Williams Santana interpreta o medroso Chico          O cenário é simples, composto basicamente por um painel onde se vê a representação de uma igreja e o sol escaldante do Sertão. O figurino retrata bem os tipos de Ariano: roupa de linho para o Major e suspensórios para o esperto e pobre João Grilo – destaque para a caracterização dos diabos, travestidos de vaqueiros com máscaras. O trabalho de iluminação integra os demais elementos cênicos harmoniosamente. Assim como o acompanhamento musical, executado ao vivo por músicos no canto do palco. O elenco é afinadíssimo, com destaque para Leidson Ferraz no papel duplo do frade e de um dos capetas. Socorro Rapôso dispensa comentários no papel da Compadecida. Contudo, o uso do microfone na hora do julgamento parece acomodar a capacidade vocal da atriz e do ator que interpreta Jesus. O alcance do microfone não é tão bom e quando esses atores se afastam do “altar” onde o recurso funciona bem, quase não se ouve o que dizem. 

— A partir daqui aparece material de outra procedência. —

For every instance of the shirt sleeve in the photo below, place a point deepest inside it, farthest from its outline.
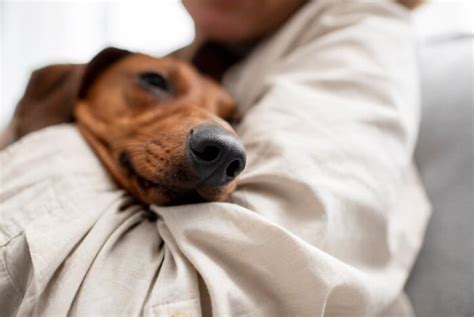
(329, 213)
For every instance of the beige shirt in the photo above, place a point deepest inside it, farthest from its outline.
(327, 219)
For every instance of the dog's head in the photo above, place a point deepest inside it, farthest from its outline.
(159, 127)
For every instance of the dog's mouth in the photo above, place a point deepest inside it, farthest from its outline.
(163, 194)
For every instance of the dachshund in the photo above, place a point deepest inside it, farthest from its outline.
(157, 125)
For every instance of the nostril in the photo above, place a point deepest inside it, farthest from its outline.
(208, 154)
(233, 169)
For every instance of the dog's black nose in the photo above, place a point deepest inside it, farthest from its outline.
(215, 155)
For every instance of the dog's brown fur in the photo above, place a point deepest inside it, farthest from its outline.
(138, 132)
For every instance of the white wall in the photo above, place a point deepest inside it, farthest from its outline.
(36, 33)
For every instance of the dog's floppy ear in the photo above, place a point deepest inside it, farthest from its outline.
(48, 99)
(98, 65)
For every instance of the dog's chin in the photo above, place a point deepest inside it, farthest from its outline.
(158, 193)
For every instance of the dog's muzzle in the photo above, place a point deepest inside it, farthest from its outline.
(215, 155)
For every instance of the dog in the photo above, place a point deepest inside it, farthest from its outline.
(157, 125)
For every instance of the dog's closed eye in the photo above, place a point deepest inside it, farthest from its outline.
(155, 81)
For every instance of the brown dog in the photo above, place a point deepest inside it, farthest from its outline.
(156, 124)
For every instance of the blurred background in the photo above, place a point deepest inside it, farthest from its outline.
(36, 33)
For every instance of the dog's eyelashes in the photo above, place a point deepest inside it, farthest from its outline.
(155, 80)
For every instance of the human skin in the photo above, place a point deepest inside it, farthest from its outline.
(238, 21)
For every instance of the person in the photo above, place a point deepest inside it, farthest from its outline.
(328, 216)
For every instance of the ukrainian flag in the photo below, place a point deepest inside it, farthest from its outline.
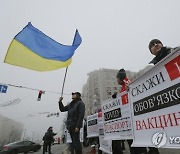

          O Auto da Compadecida é um espetáculo primoroso. Encanta pela magia circense, pelo acompanhamento musical, pela ingenuidade com a qual a história é contada. Não é à toa que há quinze anos vem sendo encenado por todo o Brasil pela Dramart Produções. Só um bom espetáculo consegue permanecer por tanto tempo em cartaz e lotar os teatros onde se apresenta, como aconteceu na última apresentação do grupo no Teatro Santa Isabel, em março.